1,575 new homes planned as council votes to rezone industrial lands in the city
Council chief Owen Keegan
Up to 1,575 new homes can now be built on underused land in the city, but the rezoning of industrial land falls well below the original plan to provide 3,500 houses and apartments.
There is now enough land rezoned in Dublin to build 52,000 homes, but all these sites are at different stages of development.
Dublin City Council has rezoned industrial lands scattered across the city to allow residential development. However, the scale of the plan was slimmed down after local objections.
The two biggest sites up for rezoning were in Santry, which had the capacity to build 1,200 homes. These were pulled due to opposition as residents were worried about high-rise developments and traffic issues.
The Department of Education had also said if the rezoning had gone ahead school places in the area would need to be reviewed.
Another large site in East Wall was withdrawn after the Office of the Planning Regulator said the land was set aside for an eastern bypass under Dublin Bay, which may be built in the future.
Of the 17 sites councillors ultimately voted on, 16 of them were rezoned.
The exception was the proposal to rezone the Greenmount Industrial Estate in Harold's Cross.
Jobs
A number of sites in Coolock, Ballyfermot, Drimnagh and Crumlin will have to have master plans before planning permission can be applied for.
The zoning on those sites was changed to mixed use to protect existing jobs in industrial parks.
The original 20 sites making up 55 hectares were intended to be rezoned for home building.
Assuming 100 units per hectare, and that half the land would be used for residential and the other for commercial, the sites had the potential to provide 3,000 to 3,500 additional homes in the city.
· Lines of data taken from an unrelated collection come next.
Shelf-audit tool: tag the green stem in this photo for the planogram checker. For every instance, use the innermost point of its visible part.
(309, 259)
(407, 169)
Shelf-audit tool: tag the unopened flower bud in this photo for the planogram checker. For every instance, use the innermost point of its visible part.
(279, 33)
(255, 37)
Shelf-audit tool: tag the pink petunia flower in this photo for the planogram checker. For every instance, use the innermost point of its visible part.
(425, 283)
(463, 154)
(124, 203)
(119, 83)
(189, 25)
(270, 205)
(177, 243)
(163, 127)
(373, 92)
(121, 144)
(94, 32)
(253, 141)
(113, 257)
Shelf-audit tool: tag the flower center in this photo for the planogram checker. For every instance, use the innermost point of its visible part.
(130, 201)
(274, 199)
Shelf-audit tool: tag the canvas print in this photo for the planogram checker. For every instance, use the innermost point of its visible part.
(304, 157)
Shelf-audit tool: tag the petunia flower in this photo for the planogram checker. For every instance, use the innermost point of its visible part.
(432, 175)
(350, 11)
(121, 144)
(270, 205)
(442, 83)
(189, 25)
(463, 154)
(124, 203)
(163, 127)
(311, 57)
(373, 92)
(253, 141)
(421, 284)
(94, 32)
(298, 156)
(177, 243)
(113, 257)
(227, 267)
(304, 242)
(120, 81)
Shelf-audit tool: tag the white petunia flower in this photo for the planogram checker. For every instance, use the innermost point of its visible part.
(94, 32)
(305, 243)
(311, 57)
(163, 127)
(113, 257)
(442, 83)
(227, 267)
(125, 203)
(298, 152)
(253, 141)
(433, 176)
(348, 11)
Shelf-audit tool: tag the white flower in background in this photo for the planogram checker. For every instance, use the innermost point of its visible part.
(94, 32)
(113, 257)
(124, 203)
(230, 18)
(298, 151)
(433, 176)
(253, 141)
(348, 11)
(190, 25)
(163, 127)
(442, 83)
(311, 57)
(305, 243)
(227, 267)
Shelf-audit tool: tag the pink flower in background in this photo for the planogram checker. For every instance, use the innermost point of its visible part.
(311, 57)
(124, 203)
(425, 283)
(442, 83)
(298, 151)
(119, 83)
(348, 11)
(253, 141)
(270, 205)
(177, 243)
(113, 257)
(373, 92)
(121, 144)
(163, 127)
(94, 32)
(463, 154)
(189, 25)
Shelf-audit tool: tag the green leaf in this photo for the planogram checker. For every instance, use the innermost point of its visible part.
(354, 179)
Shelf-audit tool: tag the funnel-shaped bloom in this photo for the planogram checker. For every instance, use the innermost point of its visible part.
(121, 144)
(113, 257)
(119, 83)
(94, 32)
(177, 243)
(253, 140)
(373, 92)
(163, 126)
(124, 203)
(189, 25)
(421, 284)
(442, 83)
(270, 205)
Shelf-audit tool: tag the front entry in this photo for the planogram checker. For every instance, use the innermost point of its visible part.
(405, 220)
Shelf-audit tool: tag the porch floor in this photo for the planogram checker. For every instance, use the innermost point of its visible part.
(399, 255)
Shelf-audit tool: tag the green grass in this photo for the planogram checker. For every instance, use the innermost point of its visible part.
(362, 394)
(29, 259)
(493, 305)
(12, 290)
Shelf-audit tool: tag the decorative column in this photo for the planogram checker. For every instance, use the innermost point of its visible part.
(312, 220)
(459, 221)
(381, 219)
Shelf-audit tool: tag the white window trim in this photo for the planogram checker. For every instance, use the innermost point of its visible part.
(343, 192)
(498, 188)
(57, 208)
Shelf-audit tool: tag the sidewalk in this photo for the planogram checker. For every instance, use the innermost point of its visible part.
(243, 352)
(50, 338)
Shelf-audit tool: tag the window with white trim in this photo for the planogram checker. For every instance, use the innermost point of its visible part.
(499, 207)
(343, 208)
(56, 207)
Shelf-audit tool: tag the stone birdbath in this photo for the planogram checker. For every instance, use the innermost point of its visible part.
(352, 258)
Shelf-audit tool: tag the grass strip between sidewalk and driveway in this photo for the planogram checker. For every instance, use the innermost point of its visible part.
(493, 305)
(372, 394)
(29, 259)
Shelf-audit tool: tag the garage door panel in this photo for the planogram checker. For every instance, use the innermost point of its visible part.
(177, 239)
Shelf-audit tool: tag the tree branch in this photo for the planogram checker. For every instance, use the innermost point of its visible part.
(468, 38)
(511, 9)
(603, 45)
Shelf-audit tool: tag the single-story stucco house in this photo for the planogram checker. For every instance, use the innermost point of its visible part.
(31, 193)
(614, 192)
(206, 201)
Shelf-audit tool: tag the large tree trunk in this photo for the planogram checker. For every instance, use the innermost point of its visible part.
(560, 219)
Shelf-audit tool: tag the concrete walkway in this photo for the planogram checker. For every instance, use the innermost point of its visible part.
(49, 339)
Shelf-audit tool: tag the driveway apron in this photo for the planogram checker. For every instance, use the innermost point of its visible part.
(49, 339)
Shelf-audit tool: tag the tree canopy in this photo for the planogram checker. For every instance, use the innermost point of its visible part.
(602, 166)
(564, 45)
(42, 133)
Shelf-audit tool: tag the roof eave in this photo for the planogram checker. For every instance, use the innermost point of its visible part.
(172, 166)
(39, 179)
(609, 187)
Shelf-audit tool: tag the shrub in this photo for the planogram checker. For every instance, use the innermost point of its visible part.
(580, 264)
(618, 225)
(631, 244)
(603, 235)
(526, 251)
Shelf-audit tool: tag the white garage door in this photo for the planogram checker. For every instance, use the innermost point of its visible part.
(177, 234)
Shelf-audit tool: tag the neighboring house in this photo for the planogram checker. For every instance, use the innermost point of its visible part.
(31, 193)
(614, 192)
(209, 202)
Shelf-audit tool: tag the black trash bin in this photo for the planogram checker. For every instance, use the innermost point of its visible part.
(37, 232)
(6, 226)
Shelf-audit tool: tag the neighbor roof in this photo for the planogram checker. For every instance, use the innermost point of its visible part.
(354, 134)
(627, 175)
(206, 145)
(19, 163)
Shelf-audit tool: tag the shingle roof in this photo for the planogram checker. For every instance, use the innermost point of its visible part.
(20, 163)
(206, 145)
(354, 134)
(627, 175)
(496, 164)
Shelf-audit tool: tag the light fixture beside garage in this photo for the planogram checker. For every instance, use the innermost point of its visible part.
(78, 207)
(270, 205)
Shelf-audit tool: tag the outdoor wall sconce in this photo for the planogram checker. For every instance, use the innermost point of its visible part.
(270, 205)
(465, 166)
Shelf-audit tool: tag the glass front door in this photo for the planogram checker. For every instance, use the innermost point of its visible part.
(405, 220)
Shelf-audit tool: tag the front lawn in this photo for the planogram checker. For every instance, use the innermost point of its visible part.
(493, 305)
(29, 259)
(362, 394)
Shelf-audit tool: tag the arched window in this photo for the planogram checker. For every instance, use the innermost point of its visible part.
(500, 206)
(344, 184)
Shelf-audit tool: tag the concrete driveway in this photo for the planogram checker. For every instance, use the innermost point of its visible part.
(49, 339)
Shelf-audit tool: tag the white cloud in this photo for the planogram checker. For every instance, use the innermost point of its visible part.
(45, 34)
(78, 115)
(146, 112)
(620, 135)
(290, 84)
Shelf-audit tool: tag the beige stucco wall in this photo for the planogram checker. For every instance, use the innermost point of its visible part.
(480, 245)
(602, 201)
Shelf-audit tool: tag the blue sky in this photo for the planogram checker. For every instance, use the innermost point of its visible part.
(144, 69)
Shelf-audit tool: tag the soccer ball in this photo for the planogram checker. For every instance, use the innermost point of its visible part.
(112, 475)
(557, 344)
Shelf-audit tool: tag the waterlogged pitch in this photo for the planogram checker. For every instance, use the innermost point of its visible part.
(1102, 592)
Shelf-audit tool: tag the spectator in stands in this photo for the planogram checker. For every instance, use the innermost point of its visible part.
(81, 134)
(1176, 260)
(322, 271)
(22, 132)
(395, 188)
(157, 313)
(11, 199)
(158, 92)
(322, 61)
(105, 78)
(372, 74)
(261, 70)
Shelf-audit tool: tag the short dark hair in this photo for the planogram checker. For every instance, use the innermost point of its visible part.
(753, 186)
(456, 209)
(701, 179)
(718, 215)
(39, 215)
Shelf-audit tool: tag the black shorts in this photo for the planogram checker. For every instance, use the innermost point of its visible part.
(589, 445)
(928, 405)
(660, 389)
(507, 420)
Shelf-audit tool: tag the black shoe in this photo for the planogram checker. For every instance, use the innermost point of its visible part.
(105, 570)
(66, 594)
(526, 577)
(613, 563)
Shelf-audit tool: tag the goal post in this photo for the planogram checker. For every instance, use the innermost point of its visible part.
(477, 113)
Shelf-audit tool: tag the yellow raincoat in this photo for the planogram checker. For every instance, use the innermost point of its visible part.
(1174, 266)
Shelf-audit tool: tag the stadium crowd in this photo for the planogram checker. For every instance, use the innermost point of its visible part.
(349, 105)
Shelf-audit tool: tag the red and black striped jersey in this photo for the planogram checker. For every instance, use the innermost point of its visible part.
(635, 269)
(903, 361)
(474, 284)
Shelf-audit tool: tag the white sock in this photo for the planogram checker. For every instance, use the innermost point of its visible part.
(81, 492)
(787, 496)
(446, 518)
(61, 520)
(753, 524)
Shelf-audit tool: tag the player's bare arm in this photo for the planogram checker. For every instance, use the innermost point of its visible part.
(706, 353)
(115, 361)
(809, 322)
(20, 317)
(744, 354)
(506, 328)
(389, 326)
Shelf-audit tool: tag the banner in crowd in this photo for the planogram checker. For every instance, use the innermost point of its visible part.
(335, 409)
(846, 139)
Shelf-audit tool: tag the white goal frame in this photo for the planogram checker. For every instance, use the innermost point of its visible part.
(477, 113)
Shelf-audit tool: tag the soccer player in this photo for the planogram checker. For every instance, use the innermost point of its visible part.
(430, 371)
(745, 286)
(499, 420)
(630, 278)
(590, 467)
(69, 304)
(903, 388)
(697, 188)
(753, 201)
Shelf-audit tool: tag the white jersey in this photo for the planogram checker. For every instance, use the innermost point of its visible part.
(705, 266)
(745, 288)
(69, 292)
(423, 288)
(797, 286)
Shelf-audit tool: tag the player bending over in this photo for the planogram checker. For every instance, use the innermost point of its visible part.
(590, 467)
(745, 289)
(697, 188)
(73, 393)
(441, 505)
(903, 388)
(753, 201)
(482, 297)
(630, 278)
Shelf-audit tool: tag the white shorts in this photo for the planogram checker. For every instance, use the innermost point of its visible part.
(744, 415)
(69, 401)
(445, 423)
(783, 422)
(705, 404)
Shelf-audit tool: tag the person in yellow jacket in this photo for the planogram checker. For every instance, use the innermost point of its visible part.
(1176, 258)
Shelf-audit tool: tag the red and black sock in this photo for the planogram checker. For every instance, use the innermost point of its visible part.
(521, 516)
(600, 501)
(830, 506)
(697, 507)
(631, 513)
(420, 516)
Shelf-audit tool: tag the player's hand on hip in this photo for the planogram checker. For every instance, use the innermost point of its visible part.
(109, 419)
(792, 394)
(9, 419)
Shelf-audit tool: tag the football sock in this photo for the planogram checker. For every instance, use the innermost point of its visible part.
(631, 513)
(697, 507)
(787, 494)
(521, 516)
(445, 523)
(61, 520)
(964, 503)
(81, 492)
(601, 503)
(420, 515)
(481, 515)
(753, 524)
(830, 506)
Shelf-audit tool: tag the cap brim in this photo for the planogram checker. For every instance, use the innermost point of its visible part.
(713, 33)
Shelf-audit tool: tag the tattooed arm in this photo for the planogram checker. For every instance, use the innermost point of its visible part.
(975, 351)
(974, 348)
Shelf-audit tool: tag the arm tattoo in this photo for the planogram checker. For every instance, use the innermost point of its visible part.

However, from the original plan to rezone enough land to build 3,500 homes, the final number ended up at 1,575 units.
The primary objection from councillors was that most of the planning applications would go straight to An Bord Pleanala as Strategic Housing Developments, in which the council would not have any say.
The council's management said there was an obligation to provide as much land for house building as possible in areas close to the city. The big advantage is these sites are all well serviced with transport links, roads, water and drainage and are in already built-up areas.
Dublin City Council chief executive Owen Keegan revealed there was enough land zoned in the city to build 52,000 homes.
Meanwhile, the council also passed a motion calling on the new government to bring in a two-year minimum rent freeze.
Fianna Fail councillor Mary Fitzpatrick said it was even more relevant because of the coronavirus outbreak as people working in the gig economy, the self-employed and contractors were seeing their incomes devastated.
Fianna Fail's motion was supported by Sinn Fein, the Labour Party, Green Party and Social Democrats but opposed by Fine Gael. That party's councillor James Geoghegan said a rent freeze might result in more landlords leaving the market.